Altre cose però sono immodificabili, dicevi.

Sì, per quanto si possa tendere sempre a un miglioramento delle condizioni questo rimane un mestiere difficile, in cui si lavora mediamente almeno 50 ore la settimana, in cui il caldo, l’adrenalina, la fatica fisica, l’emergenza, il dover prendere decisioni in pochissimo tempo, sono componenti che non possono sparire. Ci sono delle migliorie, che arrivano col tempo,  ad esempio i forni che si lavano da soli. Grazie a dio li hanno inventati! Però: se sei in barca, e c’è la tempesta, il capitano deve decidere cosa fare e dire agli altri cosa fare a loro volta. Se ognuno si comporta come necessario poi forse ci si salva. Oppure si può fare una riunione. E non funzionerebbe. Noi non possiamo fare una riunione, nel pieno della serata. Possiamo programmare il lavoro prima. Ma se accade un’emergenza dobbiamo decidere. Altrimenti…

 

Altrimenti?

Altrimenti fai ristorazione banale, noiosa, la ristorazione delle fate, la chiamo, e non funziona. È giusto secondo me pensare che ci sono alcuni mestieri che sono così. La vita di un cuoco o di un chirurgo  fondamentalmente è la stessa, anche se, quando noi sbagliamo al massimo qualcuno digerisce male, mentre se sbaglia il chirurgo manda qualcuno al creatore.

 

Ha aperto un ristorante importante a Milano, la Trattoria della Gloria, sui Navigli. Qual è la filosofia a cui si ispira?

Trattoria era il nome storico, avrei voluto chiamarlo solo Gloria. Volevo evitare la parola “trattoria” perché è diventata un brand, che evoca un passato magico, che non è reale. “Ristorante” è una parola bellissima perché include fin dall’origine l’idea di ristorare, di fare del bene. Il posto è come un bistrot parigino, non c’è distinzione fra primi e secondi, abbiamo 5-6 piatti che cambiano spesso. Faccio nel migliore dei modi possibili quello che ho sempre fatto. Accoglienza intima, selvatica, affettuosa, un po’ alcolica, e poi una cucina viva, divertente, che cambia spesso. Domenica avevamo ad esempio quasi tutti piatti arabi. È importante rendere vivo lo spazio anche per il quartiere, c’è chi viene 3 volte alla settimana e si sorprende che i piatti varino sempre.

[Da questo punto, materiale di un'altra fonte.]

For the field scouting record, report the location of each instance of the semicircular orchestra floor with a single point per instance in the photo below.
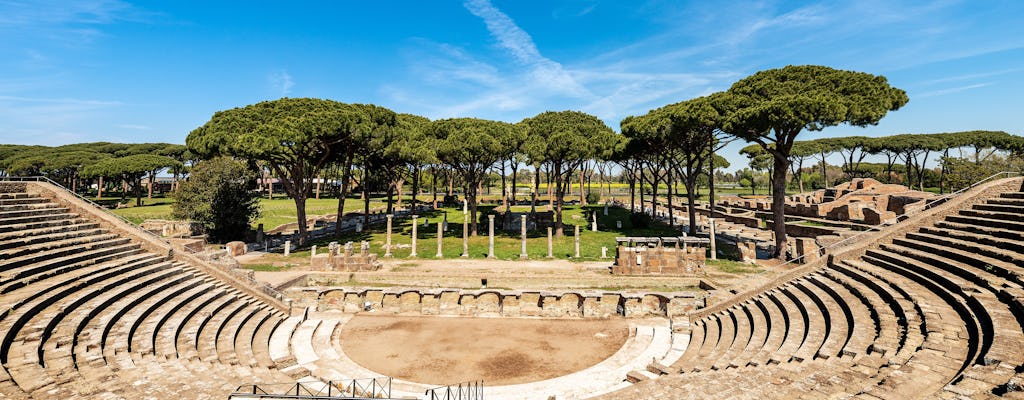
(516, 358)
(498, 351)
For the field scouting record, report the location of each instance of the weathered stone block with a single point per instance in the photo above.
(409, 302)
(430, 304)
(510, 306)
(488, 304)
(236, 249)
(529, 304)
(450, 304)
(390, 303)
(609, 305)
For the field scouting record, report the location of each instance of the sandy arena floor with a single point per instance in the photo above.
(499, 351)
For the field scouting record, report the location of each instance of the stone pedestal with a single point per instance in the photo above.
(236, 249)
(465, 235)
(440, 238)
(413, 253)
(577, 238)
(387, 240)
(711, 225)
(550, 254)
(491, 236)
(522, 253)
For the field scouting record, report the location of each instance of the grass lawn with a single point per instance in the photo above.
(507, 245)
(274, 212)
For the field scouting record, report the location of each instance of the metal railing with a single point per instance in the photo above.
(370, 388)
(93, 204)
(463, 391)
(250, 280)
(875, 228)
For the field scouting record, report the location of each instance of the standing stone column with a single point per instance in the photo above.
(387, 241)
(711, 223)
(550, 253)
(491, 236)
(440, 238)
(413, 254)
(577, 240)
(522, 254)
(465, 235)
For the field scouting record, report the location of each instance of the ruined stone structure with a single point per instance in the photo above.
(584, 304)
(929, 308)
(660, 256)
(862, 200)
(340, 258)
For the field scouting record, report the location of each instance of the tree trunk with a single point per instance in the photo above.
(672, 218)
(556, 172)
(537, 189)
(778, 207)
(691, 184)
(345, 177)
(366, 196)
(416, 186)
(515, 170)
(433, 183)
(505, 192)
(471, 191)
(583, 196)
(398, 186)
(138, 192)
(390, 194)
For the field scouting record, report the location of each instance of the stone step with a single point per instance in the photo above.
(996, 222)
(46, 217)
(10, 215)
(1001, 208)
(8, 243)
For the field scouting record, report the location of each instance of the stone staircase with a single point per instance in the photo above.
(88, 312)
(935, 311)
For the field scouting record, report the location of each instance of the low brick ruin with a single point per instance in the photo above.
(583, 304)
(345, 260)
(862, 200)
(650, 256)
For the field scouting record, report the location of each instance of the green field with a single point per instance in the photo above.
(273, 212)
(507, 245)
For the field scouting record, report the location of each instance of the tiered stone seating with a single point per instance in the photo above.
(87, 312)
(937, 311)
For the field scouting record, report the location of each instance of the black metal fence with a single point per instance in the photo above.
(371, 388)
(464, 391)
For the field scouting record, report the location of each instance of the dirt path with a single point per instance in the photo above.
(500, 351)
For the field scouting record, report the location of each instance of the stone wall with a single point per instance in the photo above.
(345, 259)
(659, 260)
(857, 246)
(494, 303)
(153, 243)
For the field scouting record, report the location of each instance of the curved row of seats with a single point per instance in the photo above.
(87, 313)
(935, 312)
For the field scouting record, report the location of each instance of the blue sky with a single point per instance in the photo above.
(136, 72)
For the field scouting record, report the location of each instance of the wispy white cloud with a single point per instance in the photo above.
(521, 46)
(281, 83)
(135, 127)
(957, 89)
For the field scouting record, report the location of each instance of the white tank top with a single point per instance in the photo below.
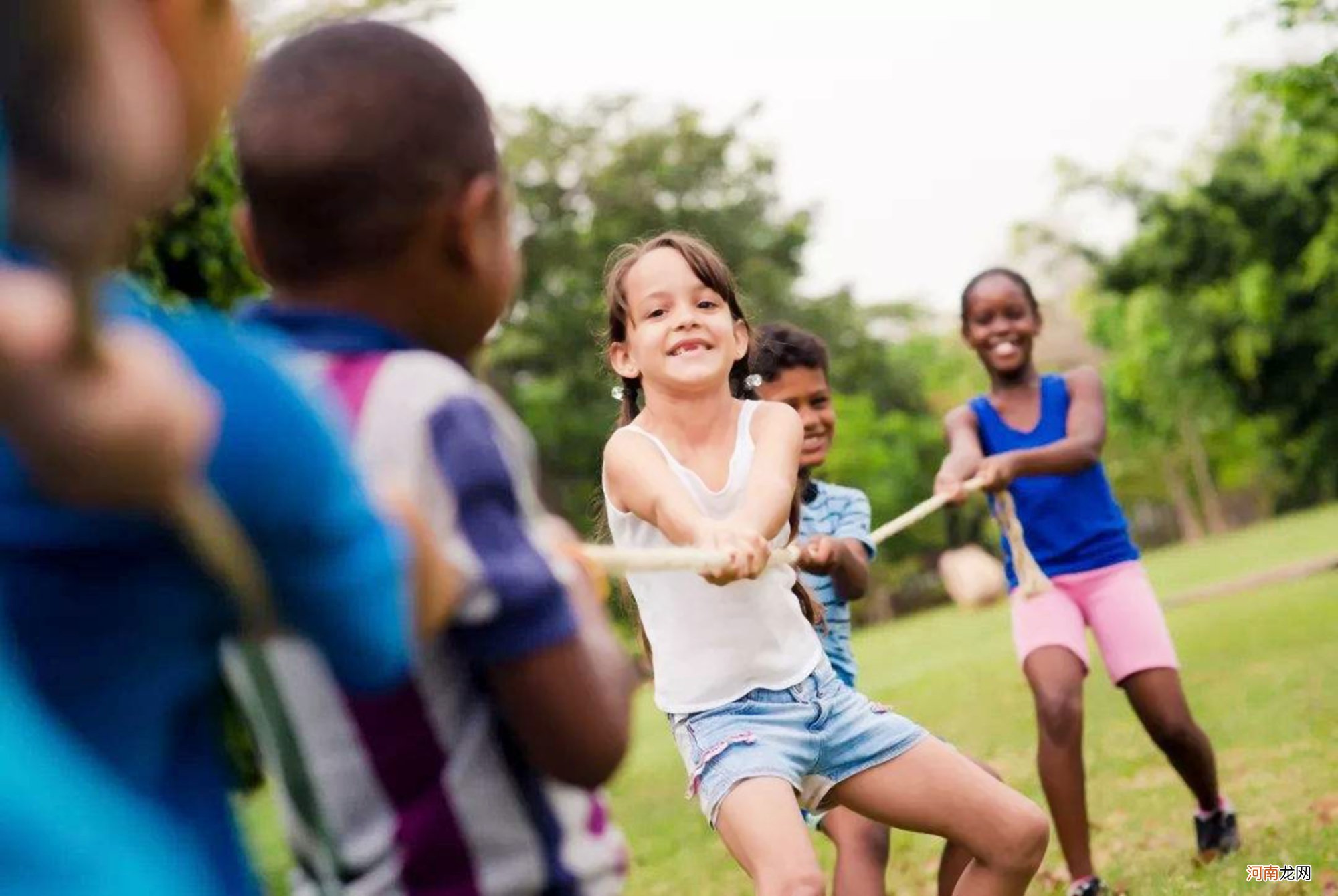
(715, 644)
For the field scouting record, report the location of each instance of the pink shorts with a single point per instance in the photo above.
(1117, 601)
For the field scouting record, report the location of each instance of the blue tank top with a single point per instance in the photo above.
(1071, 521)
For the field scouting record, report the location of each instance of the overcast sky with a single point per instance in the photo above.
(919, 130)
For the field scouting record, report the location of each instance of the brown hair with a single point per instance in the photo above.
(711, 269)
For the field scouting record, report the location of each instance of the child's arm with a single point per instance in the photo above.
(770, 491)
(132, 433)
(845, 560)
(964, 454)
(846, 553)
(1078, 451)
(532, 623)
(642, 483)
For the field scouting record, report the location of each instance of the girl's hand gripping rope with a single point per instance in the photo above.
(746, 552)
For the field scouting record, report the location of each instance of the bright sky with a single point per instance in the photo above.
(920, 132)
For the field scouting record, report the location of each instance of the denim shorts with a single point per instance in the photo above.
(814, 735)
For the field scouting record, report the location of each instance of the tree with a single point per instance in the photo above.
(191, 253)
(605, 175)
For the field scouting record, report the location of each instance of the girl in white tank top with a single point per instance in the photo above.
(757, 712)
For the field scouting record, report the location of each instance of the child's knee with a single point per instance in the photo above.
(1060, 715)
(864, 839)
(798, 879)
(1174, 735)
(1019, 846)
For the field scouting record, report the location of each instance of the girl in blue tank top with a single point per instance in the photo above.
(1040, 438)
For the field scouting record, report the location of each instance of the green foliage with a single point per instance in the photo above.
(192, 253)
(591, 180)
(1230, 290)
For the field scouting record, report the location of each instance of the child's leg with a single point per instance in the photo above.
(1159, 701)
(861, 854)
(1056, 679)
(952, 866)
(935, 790)
(956, 857)
(762, 827)
(1141, 656)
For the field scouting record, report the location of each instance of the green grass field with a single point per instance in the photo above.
(1261, 669)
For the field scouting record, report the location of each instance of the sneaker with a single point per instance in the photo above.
(1090, 886)
(1217, 834)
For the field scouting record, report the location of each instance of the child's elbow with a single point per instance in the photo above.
(592, 762)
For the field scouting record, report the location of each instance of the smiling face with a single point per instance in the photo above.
(806, 391)
(1000, 323)
(680, 334)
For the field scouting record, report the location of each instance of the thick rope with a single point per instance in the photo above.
(620, 561)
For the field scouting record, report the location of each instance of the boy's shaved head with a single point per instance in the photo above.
(346, 136)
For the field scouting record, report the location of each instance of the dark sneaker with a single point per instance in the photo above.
(1087, 887)
(1217, 834)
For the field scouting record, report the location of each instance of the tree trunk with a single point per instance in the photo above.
(1191, 530)
(1209, 497)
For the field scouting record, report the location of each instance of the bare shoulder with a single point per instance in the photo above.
(1083, 380)
(775, 418)
(960, 418)
(627, 449)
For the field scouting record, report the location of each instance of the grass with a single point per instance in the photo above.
(1262, 680)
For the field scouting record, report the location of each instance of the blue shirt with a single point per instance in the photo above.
(118, 625)
(1071, 521)
(841, 513)
(68, 826)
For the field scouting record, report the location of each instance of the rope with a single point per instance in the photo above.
(620, 561)
(209, 530)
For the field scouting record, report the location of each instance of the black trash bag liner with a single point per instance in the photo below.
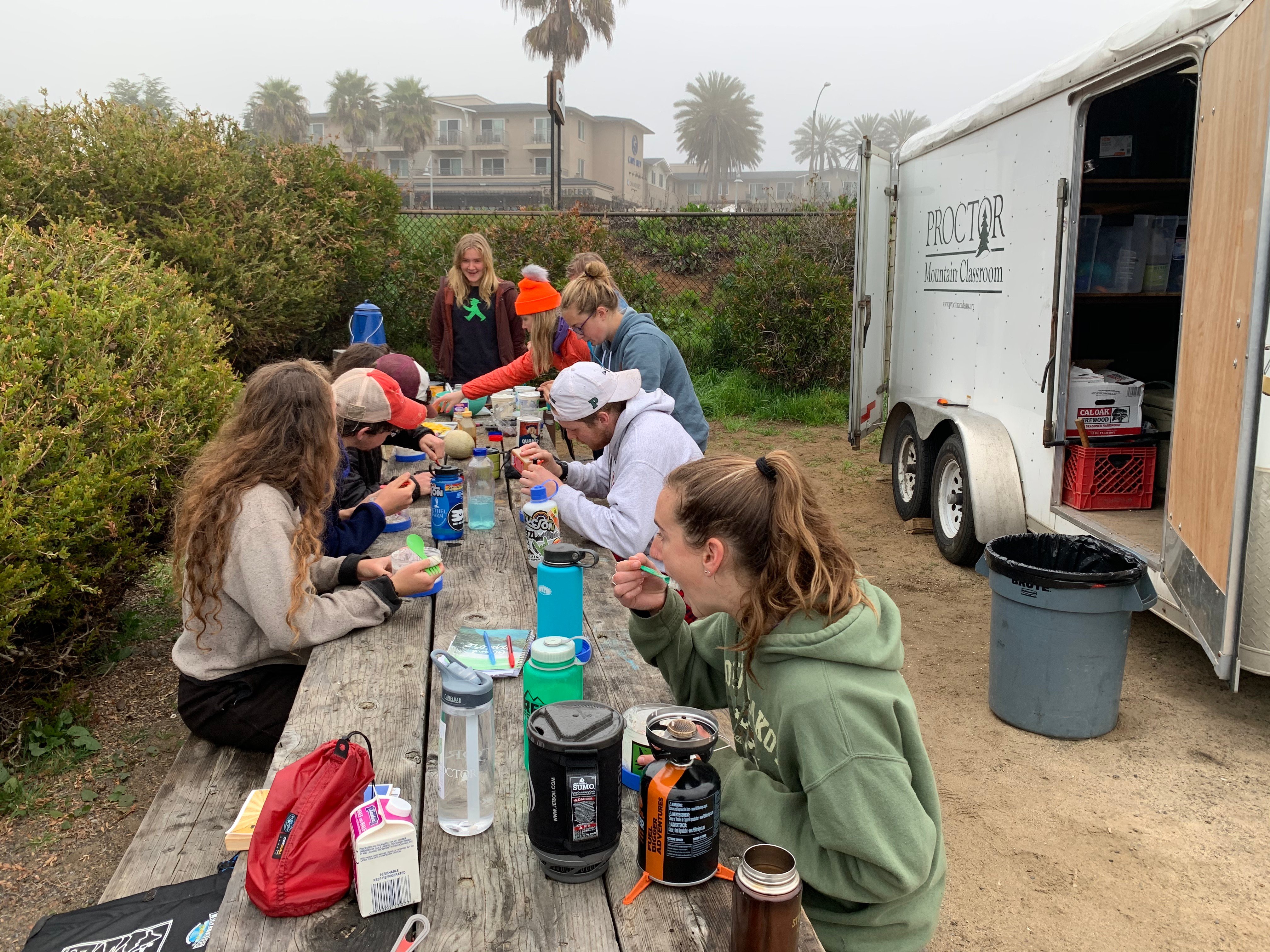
(1058, 562)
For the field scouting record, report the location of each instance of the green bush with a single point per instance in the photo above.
(788, 319)
(281, 239)
(111, 380)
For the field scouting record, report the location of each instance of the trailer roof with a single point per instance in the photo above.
(1145, 35)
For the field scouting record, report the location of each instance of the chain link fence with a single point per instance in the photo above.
(766, 291)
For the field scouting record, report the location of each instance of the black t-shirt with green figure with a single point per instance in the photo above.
(475, 339)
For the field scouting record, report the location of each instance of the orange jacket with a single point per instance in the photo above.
(573, 349)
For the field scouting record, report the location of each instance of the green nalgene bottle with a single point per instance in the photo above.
(552, 675)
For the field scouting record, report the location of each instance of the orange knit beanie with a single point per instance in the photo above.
(536, 292)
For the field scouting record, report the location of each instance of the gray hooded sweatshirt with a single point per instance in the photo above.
(641, 344)
(648, 442)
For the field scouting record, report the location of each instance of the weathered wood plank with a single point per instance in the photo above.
(373, 681)
(182, 836)
(488, 892)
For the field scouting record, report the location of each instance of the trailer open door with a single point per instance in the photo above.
(868, 388)
(1211, 462)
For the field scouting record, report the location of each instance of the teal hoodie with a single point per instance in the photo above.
(827, 761)
(642, 346)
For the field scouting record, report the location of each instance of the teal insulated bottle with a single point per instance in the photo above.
(561, 589)
(552, 675)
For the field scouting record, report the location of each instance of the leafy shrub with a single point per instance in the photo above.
(281, 239)
(788, 319)
(111, 380)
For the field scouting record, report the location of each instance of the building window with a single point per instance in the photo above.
(448, 133)
(491, 133)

Mediamente diamo da mangiare a 50 – 70 persone. Che non sono poche. La scelta è di tenere sotto controllo il numero di piatti. Non c’è un altro menù. Se avessi molti piatti in menù rischierei di venderne 2 porzioni a serata, il che significa che o sono surgelate o stanno lì per giorni. E poi, lavorare sarebbe una barba.

 

Verrà in Trentino, terra di montagna. In Trentino l’equazione classica è cucina-identità territoriale. Cosa ne pensa di questa visione, delle esortazioni a consumare i prodotti della propria terra, a km. 0 e così via?

Fermo restando che ciascuno di noi col favore delle tenebre se può mangia dove vuole e quello che vuole, anche le peggiori schifezze, il punto sono i ragionamenti collettivi, le cose che carichiamo di significato. Sarebbe bello di base distinguere fra specialità locali e invece quello che potrebbe offrire realmente il territorio. Non sempre le due cose coincidono. Sono stato in Trentino poco tempo fa e diverse persone si lamentavano del fatto che i ristoranti presentano sempre le stesse quattro cose, lo stinco, la polenta… Ma da dove viene il problema? Sono i ristoranti che non vogliono fare altro o è la clientela che è troppo identitaria? Entrambe le cose, credo.

 

Lei è favorevole agli incroci e alle commistioni.

Io sono favorevole ad un incrocio di sapori, di competenze, anche di agricolture. Per esempio: facciamo trovare le verdure, anche in montagna. Che ci sono. Il problema non è il km. 0, è quando non si usa niente di quello che si produce nei 20 km. attorno.